O homem grandão de meia idade que parecia ter apanhado em cima de um ringue acuado nas cordas, orientou Peixoto a chegar no endereço na condição de não dizer quem o tinha orientado. Dirigiu mais cinco minutos e encostou em frente a porteira de um sítio pequeno, porém frondoso, com vários corredores de hortaliças plantadas já em ponto de colheita. Saiu do carro e bateu palmas em direção a casinha de madeira colorida que dava ainda mais vida ao terreno repleto de verde. ‘’Não era tão mal assim’’, pensou achando que talvez fosse encontrar um bolsão de miséria, dado a tantas lamentações de sua namorada com o grotão ao qual pertencia. Ouviu uma voz infantil, mas ela não vinha de dentro da propriedade. Virou-se, e se viu diante de uma formosura de oito anos, de cabelos castanhos claros e longos, olhos agateados e azuis e traços finos como uma gringa, carregando uma bacia vazia de alumínio na cabeça, com apenas umas poucas folhas de coentro soltas.

 

— Você deve ser Lindinha, eu suponho? - Questionou, já sabendo a resposta, por um retrato que tinha visto sem querer na mesa de Patrícia, quando ela teve que sair às pressas para cobrir um engavetamento - Eu sou amigo da sua mãe, Patrícia - Emendou, vendo a menina franzir o cenho.

— Então não é meu amigo. O nome da minha mãe é Conceição.

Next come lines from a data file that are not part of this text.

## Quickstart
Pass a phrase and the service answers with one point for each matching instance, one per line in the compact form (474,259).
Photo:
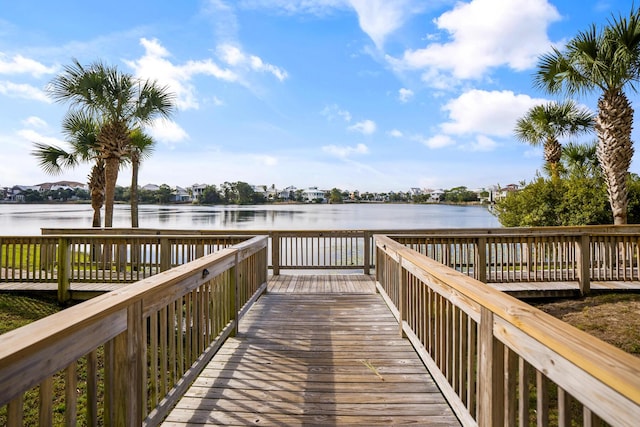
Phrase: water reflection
(28,219)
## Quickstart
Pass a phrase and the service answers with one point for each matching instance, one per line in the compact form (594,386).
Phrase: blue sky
(369,95)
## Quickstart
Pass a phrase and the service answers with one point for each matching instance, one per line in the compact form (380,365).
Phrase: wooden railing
(490,353)
(64,259)
(125,357)
(504,255)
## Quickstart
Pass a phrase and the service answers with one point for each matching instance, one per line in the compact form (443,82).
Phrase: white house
(181,194)
(150,187)
(435,195)
(312,193)
(287,193)
(197,190)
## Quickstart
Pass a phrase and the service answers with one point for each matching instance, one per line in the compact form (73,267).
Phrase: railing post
(165,254)
(402,297)
(64,269)
(275,252)
(490,374)
(367,252)
(127,364)
(583,258)
(233,296)
(481,259)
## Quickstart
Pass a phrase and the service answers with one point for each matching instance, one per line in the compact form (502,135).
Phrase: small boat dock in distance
(315,350)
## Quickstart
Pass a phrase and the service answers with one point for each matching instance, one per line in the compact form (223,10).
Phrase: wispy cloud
(235,57)
(380,18)
(486,112)
(344,152)
(18,64)
(154,64)
(23,91)
(333,112)
(34,122)
(434,142)
(167,131)
(484,34)
(365,127)
(404,95)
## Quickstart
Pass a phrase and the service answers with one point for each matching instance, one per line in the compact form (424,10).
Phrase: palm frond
(53,159)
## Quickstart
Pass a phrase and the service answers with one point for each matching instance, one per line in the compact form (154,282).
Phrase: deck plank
(324,352)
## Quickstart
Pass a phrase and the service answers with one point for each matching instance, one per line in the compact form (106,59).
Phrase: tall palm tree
(607,61)
(581,160)
(140,148)
(120,103)
(81,132)
(545,124)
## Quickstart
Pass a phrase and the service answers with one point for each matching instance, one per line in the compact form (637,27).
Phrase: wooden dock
(315,350)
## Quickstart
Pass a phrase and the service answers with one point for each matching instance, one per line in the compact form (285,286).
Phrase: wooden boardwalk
(315,350)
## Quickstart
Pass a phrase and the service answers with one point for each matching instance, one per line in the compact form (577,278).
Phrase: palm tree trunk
(96,187)
(135,165)
(111,166)
(615,149)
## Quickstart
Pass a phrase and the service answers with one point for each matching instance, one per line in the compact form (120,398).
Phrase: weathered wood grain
(315,357)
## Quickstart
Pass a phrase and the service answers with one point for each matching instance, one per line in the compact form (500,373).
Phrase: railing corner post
(233,296)
(403,296)
(367,253)
(583,258)
(481,262)
(165,254)
(490,374)
(64,269)
(275,253)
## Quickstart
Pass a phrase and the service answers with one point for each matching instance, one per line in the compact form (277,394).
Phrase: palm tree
(581,160)
(120,103)
(140,148)
(608,61)
(545,124)
(81,133)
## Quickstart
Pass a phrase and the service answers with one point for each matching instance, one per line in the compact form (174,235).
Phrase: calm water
(23,219)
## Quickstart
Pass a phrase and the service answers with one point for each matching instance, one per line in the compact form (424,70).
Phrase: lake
(28,219)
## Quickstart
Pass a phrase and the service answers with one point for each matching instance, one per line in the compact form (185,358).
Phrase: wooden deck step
(315,358)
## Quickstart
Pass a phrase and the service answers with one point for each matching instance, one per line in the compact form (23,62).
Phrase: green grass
(19,310)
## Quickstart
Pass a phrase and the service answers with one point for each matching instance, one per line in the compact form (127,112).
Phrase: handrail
(575,255)
(482,346)
(159,331)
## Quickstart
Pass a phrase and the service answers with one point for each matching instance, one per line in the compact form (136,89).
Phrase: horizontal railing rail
(114,259)
(491,354)
(501,255)
(124,358)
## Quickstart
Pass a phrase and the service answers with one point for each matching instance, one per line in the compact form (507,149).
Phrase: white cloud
(379,18)
(23,91)
(345,151)
(482,143)
(167,131)
(155,65)
(366,127)
(35,122)
(437,141)
(18,64)
(266,160)
(32,136)
(235,57)
(404,95)
(485,34)
(331,112)
(489,113)
(314,7)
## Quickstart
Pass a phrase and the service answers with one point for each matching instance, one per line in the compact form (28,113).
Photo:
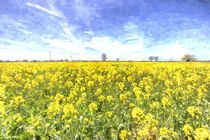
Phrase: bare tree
(103,56)
(188,58)
(151,58)
(156,58)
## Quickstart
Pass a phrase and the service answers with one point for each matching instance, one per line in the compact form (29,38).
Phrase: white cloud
(66,45)
(53,11)
(168,51)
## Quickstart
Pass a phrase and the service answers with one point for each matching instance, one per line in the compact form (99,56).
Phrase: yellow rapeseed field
(105,100)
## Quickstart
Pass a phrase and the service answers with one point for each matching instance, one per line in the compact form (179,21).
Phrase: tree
(103,56)
(156,58)
(188,58)
(151,58)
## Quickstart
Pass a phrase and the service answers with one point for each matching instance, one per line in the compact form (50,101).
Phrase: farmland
(105,100)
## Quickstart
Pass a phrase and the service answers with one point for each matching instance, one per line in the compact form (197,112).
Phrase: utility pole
(49,55)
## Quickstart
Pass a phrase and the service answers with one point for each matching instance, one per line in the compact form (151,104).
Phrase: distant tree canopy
(151,58)
(103,56)
(188,58)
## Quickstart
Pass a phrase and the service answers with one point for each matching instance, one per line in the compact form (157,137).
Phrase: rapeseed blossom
(104,100)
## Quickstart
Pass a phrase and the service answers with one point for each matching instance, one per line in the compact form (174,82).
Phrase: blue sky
(128,30)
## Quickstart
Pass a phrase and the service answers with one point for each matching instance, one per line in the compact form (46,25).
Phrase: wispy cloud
(51,12)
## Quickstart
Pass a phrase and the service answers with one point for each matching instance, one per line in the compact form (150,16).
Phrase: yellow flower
(59,97)
(101,98)
(54,107)
(67,109)
(164,132)
(93,106)
(191,110)
(137,113)
(123,97)
(109,114)
(123,134)
(85,120)
(109,98)
(202,134)
(19,100)
(188,129)
(165,101)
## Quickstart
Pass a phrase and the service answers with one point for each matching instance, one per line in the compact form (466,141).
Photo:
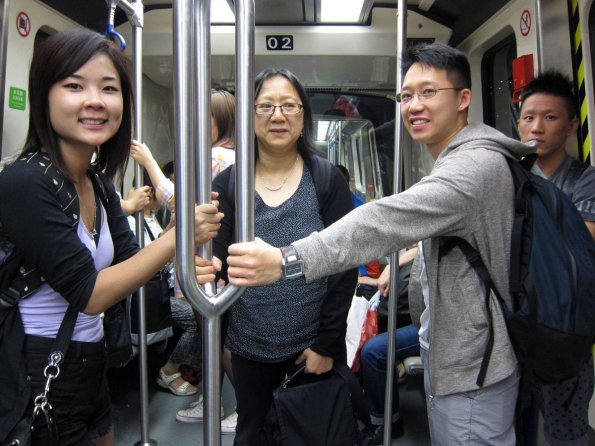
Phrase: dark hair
(553,83)
(223,109)
(306,147)
(145,179)
(440,56)
(58,57)
(344,171)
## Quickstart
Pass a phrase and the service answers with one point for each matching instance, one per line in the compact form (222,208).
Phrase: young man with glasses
(468,194)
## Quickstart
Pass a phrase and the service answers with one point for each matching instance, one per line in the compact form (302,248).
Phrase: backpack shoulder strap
(576,170)
(481,270)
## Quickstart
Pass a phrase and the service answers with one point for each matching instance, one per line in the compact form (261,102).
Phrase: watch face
(293,270)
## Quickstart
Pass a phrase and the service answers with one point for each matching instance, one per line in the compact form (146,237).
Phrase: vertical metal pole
(394,258)
(137,51)
(192,79)
(4,8)
(202,143)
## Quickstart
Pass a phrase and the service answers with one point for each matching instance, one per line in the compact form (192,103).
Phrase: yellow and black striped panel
(575,23)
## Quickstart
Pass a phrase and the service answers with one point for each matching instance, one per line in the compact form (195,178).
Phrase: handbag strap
(52,371)
(149,232)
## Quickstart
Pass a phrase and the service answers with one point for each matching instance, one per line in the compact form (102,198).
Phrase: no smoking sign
(525,23)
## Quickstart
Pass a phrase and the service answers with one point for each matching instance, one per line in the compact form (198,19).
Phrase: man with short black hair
(468,194)
(548,118)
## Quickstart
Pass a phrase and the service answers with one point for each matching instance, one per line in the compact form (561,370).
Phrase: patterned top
(275,322)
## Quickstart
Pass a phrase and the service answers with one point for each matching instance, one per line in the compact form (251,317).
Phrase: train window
(496,77)
(346,128)
(352,129)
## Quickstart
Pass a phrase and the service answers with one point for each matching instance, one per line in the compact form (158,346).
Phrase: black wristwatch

Atrás da criança, vinha uma senhora de semblante sofrido, caminhando com dificuldades, e carregando dois cestos de palhas, que apesar de vazios pareciam lhe pesar. Ele se adiantou para oferecer ajuda, tomando-lhe os cestos das mãos. Ela resfolegou um pouco antes de poder dizer alguma coisa.

 

— Quem é o senhor? O que está fazendo aqui na frente da minha porteira? Está perdido?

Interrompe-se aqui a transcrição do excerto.